I’m going to show you how to cook Padron peppers. However, unlike some of my more complicated recipes, this post could actually be written in 16 words…heat the oil, fry the peppers until blistered, sprinkle with sea salt, serve and enjoy!
But you know me by now. I can do a little better than that. Let’s start with a little more about these perfect little peppers.
In truth, I actually only discovered these around a year ago. In a little Spanish tapas restaurant in Barcelona. It was a revelation. The Padron pepper, or more accurately, Pimiento Padron pepper is from the municipality of Padrón in the province of A Coruña, Galicia, northwestern Spain. The peppers themselves average around 2 inches in length and are far more often than not green in colour, although they can be occasionally red.
They come from the capsicum family of peppers and, from my experience, are very mild in terms of heat. Having said that, if you read a little more about these beauties there seems to be a common view that around 1 in 10 of these peppers can have a decent kick and may well catch you out. For me though, I have never experienced this and I’ve eaten hundreds!
So how to cook a Padron pepper? It is so simple…
1. Prepare the Padron peppers
I would say you need a good 6-8 peppers per person as an appetizer. Preparation is nothing more than washing. That’s it.
2. Cooking the Padron peppers
Take some good quality extra virgin olive oil and add a tablespoon or so to a frying pan. Heat this over medium heat and then add the Padron peppers.
When they start to blister they are done.
3. Serve the Padron Peppers
Depending on your view of oil you can spoon the peppers onto some kitchen pepper to blot away some of the oil. However, if the olive oil is good quality and tasty then simply spoon them straight into a serving bowl. Season with some a good sprinkling of Maldons sea salt and away you go! East this perfect Padron peppers with your fingers and just enjoy. They are fantastic!!

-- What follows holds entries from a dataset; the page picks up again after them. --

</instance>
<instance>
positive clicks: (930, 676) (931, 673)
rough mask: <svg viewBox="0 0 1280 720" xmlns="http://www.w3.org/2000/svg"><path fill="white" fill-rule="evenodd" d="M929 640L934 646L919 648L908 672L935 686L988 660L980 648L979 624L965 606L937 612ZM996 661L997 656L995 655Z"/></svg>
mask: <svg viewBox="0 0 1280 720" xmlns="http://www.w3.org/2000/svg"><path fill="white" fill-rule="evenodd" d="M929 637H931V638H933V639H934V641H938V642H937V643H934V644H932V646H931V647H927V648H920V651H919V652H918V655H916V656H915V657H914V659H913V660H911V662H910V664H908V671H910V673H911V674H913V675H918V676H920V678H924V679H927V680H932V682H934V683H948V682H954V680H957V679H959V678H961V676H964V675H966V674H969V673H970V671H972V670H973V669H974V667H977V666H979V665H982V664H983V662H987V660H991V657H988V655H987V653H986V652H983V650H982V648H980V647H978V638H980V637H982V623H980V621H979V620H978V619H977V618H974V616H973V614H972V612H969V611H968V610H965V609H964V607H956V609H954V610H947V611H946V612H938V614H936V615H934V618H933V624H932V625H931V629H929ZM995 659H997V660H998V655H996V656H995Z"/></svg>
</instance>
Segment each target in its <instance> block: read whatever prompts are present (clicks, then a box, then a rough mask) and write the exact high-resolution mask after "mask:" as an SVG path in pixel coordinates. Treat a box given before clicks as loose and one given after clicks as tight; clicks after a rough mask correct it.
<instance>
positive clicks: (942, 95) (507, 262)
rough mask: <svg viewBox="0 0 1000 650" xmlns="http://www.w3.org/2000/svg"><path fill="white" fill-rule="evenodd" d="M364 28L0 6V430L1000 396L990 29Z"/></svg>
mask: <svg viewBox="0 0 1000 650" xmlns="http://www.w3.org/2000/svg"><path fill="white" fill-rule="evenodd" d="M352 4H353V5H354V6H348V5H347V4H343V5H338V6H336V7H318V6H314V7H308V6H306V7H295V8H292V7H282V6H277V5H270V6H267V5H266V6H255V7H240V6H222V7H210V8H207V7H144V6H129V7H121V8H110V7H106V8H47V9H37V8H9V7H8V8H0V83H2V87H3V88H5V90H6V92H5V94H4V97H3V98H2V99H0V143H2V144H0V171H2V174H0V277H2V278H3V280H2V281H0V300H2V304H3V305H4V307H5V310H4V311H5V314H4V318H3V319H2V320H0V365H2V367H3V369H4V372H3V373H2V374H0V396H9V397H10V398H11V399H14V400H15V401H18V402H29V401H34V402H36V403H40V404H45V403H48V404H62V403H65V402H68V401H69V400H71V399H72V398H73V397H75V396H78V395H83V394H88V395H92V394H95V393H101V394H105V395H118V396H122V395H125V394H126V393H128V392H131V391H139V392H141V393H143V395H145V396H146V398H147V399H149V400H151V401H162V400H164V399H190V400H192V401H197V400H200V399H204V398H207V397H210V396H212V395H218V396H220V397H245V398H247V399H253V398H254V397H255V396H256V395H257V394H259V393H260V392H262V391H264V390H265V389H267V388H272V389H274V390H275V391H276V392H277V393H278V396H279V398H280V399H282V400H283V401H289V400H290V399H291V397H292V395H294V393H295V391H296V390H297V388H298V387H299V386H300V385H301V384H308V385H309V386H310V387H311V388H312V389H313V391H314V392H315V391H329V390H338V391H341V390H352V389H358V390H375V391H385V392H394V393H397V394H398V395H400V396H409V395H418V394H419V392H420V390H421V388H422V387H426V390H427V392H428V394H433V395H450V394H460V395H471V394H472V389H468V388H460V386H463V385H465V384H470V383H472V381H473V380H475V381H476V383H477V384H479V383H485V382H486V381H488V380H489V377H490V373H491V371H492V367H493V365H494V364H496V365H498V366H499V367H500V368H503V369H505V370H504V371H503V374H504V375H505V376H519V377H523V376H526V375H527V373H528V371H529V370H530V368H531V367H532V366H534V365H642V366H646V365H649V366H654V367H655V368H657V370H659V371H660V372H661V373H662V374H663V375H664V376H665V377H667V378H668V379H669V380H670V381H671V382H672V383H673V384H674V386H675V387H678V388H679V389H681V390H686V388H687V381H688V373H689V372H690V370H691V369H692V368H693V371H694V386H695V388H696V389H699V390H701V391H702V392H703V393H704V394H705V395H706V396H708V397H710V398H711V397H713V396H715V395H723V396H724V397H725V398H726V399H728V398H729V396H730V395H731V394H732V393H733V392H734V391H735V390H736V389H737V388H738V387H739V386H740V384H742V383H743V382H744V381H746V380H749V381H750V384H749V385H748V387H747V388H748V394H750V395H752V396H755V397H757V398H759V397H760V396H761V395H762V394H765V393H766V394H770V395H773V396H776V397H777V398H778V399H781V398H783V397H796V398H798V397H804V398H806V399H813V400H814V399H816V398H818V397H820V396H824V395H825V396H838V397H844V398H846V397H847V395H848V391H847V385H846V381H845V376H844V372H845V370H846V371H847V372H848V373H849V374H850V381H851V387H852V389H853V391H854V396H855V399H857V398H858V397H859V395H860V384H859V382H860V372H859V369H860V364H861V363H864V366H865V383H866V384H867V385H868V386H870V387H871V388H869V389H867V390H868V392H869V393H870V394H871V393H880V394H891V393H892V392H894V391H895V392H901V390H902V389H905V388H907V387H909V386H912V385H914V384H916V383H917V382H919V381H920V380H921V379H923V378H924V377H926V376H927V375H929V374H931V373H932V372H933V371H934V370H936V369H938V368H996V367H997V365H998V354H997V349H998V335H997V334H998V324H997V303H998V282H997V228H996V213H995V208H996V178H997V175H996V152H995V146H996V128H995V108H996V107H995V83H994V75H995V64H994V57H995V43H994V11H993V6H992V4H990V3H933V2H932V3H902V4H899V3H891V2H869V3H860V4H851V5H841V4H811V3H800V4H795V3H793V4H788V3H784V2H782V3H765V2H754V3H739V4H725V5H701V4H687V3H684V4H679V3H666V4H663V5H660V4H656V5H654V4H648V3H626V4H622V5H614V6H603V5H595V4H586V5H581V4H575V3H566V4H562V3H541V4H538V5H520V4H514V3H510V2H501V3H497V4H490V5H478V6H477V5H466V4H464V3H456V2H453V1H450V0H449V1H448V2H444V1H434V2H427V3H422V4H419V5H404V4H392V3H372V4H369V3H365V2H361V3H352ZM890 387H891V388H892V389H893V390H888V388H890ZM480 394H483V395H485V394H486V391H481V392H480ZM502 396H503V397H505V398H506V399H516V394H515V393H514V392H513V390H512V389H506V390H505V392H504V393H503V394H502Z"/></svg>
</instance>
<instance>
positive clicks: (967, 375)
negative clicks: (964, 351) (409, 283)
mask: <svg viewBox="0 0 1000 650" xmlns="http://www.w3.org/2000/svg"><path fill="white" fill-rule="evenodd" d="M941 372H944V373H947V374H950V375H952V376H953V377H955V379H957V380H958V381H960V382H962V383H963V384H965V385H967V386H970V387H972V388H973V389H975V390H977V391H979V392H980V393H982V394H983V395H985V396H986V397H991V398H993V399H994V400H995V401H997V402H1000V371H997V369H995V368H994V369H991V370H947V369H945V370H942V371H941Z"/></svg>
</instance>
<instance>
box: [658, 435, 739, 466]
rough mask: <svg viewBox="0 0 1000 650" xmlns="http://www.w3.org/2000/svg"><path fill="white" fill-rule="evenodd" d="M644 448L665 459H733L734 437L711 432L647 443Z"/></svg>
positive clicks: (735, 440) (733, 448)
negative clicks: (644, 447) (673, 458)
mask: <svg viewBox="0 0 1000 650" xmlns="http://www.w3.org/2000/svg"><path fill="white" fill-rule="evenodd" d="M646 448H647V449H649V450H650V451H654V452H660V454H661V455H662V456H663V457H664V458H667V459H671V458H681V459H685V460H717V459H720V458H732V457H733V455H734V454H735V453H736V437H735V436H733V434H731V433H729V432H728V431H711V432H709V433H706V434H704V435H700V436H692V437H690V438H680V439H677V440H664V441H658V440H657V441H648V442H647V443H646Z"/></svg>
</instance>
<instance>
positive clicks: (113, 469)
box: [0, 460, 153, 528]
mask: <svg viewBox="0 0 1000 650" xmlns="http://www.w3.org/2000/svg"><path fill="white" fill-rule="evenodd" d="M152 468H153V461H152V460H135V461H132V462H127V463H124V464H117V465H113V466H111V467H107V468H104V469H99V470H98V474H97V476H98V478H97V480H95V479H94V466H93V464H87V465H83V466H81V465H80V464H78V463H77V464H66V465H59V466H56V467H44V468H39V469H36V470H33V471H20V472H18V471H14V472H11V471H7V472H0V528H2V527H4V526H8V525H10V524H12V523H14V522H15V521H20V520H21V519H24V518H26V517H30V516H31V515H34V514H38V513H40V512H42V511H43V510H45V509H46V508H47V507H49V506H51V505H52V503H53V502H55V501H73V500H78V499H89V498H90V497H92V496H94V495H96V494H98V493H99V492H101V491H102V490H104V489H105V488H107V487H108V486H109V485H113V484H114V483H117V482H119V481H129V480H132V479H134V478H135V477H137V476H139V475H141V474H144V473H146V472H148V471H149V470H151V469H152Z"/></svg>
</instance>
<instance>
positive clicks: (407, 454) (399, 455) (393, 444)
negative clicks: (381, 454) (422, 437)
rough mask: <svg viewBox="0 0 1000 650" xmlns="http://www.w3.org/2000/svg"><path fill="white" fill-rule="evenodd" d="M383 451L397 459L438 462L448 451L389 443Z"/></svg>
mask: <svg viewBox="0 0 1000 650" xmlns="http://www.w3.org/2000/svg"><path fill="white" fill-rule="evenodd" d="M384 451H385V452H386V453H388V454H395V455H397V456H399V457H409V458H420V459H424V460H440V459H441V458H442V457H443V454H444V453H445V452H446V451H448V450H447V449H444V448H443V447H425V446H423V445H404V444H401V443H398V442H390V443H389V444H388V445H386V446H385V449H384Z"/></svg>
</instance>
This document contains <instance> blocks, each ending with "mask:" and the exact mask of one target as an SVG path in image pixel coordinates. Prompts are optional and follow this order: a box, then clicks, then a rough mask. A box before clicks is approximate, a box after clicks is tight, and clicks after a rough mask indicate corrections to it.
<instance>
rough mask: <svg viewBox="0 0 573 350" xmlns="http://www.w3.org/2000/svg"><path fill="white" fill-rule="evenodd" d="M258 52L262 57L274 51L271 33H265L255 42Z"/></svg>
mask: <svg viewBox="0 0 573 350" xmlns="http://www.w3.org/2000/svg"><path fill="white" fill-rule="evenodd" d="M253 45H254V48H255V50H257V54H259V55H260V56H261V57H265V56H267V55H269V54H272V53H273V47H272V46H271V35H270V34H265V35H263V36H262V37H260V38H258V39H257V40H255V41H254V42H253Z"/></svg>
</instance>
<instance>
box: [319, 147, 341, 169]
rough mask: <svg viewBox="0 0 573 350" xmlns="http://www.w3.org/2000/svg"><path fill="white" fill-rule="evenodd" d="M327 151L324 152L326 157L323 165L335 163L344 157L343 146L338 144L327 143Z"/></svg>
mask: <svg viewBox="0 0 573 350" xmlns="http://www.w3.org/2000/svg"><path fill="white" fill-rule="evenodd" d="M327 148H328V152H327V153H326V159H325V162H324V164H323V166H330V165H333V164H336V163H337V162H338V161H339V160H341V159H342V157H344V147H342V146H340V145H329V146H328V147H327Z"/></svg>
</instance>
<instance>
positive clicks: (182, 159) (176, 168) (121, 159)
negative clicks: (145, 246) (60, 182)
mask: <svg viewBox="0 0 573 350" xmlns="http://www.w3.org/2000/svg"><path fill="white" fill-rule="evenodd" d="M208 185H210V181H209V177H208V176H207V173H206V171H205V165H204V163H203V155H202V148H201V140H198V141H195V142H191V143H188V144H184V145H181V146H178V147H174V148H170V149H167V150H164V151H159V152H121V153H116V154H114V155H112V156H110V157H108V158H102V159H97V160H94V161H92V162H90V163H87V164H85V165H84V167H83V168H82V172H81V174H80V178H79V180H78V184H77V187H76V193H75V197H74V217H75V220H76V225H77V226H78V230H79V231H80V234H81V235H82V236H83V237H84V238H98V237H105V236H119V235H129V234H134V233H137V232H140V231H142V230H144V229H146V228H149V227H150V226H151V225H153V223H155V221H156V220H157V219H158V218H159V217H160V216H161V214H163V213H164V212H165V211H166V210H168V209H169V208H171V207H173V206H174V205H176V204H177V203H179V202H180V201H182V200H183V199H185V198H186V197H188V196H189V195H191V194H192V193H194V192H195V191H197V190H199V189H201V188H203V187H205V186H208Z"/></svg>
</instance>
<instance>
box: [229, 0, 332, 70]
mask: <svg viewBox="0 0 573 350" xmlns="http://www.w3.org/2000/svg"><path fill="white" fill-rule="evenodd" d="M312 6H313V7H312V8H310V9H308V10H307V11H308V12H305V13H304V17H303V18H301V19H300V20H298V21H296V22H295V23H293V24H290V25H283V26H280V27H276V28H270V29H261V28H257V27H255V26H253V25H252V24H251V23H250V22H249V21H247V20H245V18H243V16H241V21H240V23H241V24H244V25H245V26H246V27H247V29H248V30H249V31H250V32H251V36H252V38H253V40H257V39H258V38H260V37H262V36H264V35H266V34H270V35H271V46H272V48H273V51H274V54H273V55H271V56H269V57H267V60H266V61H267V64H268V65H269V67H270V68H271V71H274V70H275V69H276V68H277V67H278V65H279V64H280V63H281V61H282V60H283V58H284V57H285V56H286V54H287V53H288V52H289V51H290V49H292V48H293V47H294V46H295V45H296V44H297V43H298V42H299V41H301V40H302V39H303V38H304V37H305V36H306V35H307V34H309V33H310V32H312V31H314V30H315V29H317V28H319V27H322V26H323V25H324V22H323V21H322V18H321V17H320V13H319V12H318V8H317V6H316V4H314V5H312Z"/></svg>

OK my Foodie Friends, that’s it for this one. I really do recommend you try these if you haven’t yet. I’d love to hear how you get on with them.
As always, many thanks for reading and until next time…Steve.
- Padron peppers 6-8 per person for an appetizer
- Olive oil
- Maldons sea salt
Wash the peppers.
Heat a tablespoon of good quality extra virgin olive oil over medium heat.
Add the peppers to the pan a fry until they blister.
Serve immediately with a good sprinkling of Maldons sea salt.